Sponsored by HEARTS, 美华文学, and 硅谷女性

Identity Crisis

By Angela Luo

In a school with almost 3000 students, I often scramble to find my own niche. I find myself feeling like a speck of dust among the thousands of other points on this graph. There’s the Math Club, the Writing Club, the Spanish Club, and that one teacher who still doesn’t know my name, and it’s already the 5th week of school — my calendar is about to burst at its seams and I’m not sure if I’ll be able to catch all of its pages if it does.

Haunting me is the constant tick-tick-tick of my internal clock that every so often jumps in my face and waves this huge sign around screaming, “COLLEGE!” Being a junior, I’m in what colleges deem the “most crucial year of high school.” Worse is the constant pressure that my Asian parents put – no, have put on me since middle school. Their influence is ingrained in my blood, and though I may not live with a tiger mom, I definitely live with an owl mom who keeps hooting statistics at me about the average SAT scores of Yale acceptances.

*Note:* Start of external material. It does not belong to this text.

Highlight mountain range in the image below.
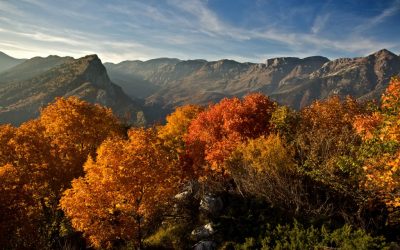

So on top of Community Club and Piano Lessons and Art Class, I have SAT Prep classes to attend. Which is great, except that somewhere during the drive to dance practice I must have lost my driver’s license because I can’t seem to remember who I am – or, well, who I was.

Was I ever a happy-go-lucky girl with no cares in the world? When was the last time I had hung out with friends, gone to the movies, done what a normal American teenage would do? Why were my weekends busier than my weekdays? More importantly, what was I doing and what was I going to do with my life? My insecurities have only been building up, waiting for the bomb to drop.

And it happens every time my family goes to one of those big Chinese potlucks. I am asked the same two questions: “What do you want to major in?” and “What do you want to be when you grow up?” My answer to both is: “I don’t know.”

And that’s the truth, really. I don’t know. I don’t know where I want to go to for college. I don’t know what kind of career I want to pursue. Essentially, I don’t exactly know who I am either. The aunties at the potluck seem to sense this as they pat my cheek and tell me that it’s okay. But is it? I feel as if everyone else seems to have determined goals and I’m just floating around, playing what if and maybe. I feel as if I’m crumbling into an abyss of unknown and there won’t be anything or anybody to save me. Only, my clock is ticking faster. It’s getting louder.

Tick-tick-tick.

I just hope I’ll have time to find myself. I’ll have to retrace my steps back to dance practice.